In contrast to physician reimbursement, biopharma product reimbursement is not nearly as advanced. As an ecosystem, we primarily still pay for pills, not better health solutions.
The good news is that more biopharma companies are interested in finding opportunities to align with payers around outcomes. The bad news is that most drugmakers still view risk sharing as a defensive strategy, reserved for competitive indications where traditional market access methods have failed. Instead, drug companies need to view the changing payment paradigm as an opportunity that enables greater patient access to their products.
Moving from fee-for-service to fee-for-value is not easy. It requires a spirit of trust. Historically, payer-pharma contracting has been viewed as a win-lose transaction. Insurers and pharmacy benefits managers want to pay less for drugs; manufacturers want us to pay more.
But if we look at payer-provider collaborations as a proxy, our relationship with drugmakers doesn’t have to be adversarial. I believe payers and pharma can work together to eliminate unnecessary portions of the care delivery pathway and create a framework that is mutually beneficial. Moreover, the drugmakers that embrace novel payment models now will have an important first-mover advantage as paying for outcomes becomes institutionalized across the country.
Creating a model for the future
Our recent partnership with Amgen around the PCSK9 inhibitor Repatha, a new biologic that lowers cholesterol, is a good example of how payers and drug companies can find common ground. In exchange for a price rebate, we restricted access to a competing product, making Amgen’s drug the preferred product for our members. In addition, Amgen has agreed to offer price protections based on real-world evidence: if treatment with Repatha doesn’t result in the same cholesterol lowering shown in its clinical trial, Amgen will owe us an additional rebate.

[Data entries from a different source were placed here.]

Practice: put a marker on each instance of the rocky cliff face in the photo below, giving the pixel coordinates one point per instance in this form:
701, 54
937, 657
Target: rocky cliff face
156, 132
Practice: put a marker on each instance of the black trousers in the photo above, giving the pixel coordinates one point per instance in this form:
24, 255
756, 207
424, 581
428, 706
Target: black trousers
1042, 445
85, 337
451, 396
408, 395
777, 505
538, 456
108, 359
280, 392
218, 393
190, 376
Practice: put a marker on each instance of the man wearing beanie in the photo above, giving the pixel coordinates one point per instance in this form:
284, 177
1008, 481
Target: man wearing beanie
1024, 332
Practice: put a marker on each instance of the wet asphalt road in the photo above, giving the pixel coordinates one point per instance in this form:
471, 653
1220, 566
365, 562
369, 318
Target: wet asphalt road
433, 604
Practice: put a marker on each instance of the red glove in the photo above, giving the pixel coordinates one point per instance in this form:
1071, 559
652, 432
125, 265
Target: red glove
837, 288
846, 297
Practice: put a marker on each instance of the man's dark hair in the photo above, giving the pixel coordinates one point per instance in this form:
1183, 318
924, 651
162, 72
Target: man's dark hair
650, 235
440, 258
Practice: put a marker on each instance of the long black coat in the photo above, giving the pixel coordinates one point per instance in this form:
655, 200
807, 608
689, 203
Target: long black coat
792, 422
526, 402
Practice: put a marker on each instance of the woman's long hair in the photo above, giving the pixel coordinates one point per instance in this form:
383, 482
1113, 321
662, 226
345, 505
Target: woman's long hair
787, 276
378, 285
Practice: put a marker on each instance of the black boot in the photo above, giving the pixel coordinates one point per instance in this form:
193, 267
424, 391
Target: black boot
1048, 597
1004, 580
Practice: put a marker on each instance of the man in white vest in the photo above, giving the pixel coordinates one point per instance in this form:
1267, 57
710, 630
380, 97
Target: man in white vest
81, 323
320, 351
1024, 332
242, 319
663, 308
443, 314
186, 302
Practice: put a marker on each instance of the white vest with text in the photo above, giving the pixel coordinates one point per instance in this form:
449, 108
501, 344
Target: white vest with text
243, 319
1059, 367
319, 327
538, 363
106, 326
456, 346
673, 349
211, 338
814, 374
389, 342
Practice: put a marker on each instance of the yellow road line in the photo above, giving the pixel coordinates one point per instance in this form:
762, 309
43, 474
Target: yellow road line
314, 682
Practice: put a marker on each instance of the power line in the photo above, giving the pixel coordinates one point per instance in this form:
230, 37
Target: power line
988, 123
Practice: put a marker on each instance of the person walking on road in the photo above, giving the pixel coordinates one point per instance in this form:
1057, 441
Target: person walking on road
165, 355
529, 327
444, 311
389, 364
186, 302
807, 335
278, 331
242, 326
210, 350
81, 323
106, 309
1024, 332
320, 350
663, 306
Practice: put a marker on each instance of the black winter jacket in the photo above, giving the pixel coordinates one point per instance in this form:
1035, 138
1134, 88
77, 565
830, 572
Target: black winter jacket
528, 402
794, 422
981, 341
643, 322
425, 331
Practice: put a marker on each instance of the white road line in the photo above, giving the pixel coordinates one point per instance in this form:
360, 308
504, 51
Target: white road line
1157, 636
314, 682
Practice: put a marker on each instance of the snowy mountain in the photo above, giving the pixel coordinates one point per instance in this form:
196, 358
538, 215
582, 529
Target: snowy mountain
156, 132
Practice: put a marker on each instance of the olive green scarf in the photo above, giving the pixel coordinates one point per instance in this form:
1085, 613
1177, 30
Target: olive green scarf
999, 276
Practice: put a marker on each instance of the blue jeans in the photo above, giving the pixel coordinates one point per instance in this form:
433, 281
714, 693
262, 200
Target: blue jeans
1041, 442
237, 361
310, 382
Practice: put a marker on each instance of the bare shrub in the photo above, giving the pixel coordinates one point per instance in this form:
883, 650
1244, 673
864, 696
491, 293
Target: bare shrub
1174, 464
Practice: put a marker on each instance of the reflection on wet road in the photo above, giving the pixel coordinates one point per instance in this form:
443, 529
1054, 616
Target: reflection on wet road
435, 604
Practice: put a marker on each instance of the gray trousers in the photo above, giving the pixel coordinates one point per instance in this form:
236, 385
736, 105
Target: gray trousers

My hope is that other pharma companies will look at our collaboration with Amgen and be more open to similar risk sharing arrangements. It’s true that cholesterol is an easy metric to track via claims data. It’s a little more complicated to track cost offsets linked to the avoidance of hospital admissions or other services. But if the up-front drug cost is sufficiently high, I’m willing to dedicate internal resources to manually collect the data to determine if the success criteria have been met.
What I want to emphasize is that risk sharing with pharma shouldn’t be viewed as an all or none approach. As has been true on the provider side, it is reasonable to expect that we will need to deploy a range of payment models.
In the future, we’ll be able to create even more sophisticated risk-sharing arrangements based on prescription adherence or other patient data. But for now, even straightforward arrangements, such as our partnership with Amgen, aren’t trivial to set up. Not only do both parties have to agree on the outcome to be measured, but they must also have the necessary data collection and analytic capabilities. In some cases, that may require additional investment.
Still, we can’t let the perfect be the enemy of the good. As with any other initiative, risk sharing with pharma will only gain traction if there are some wins. That means taking small steps with the right partners. On the payer side, a number of us have embraced the concept and want to partner with counterparts in pharma. The question remains: Which drug companies are proactively willing to partner with us?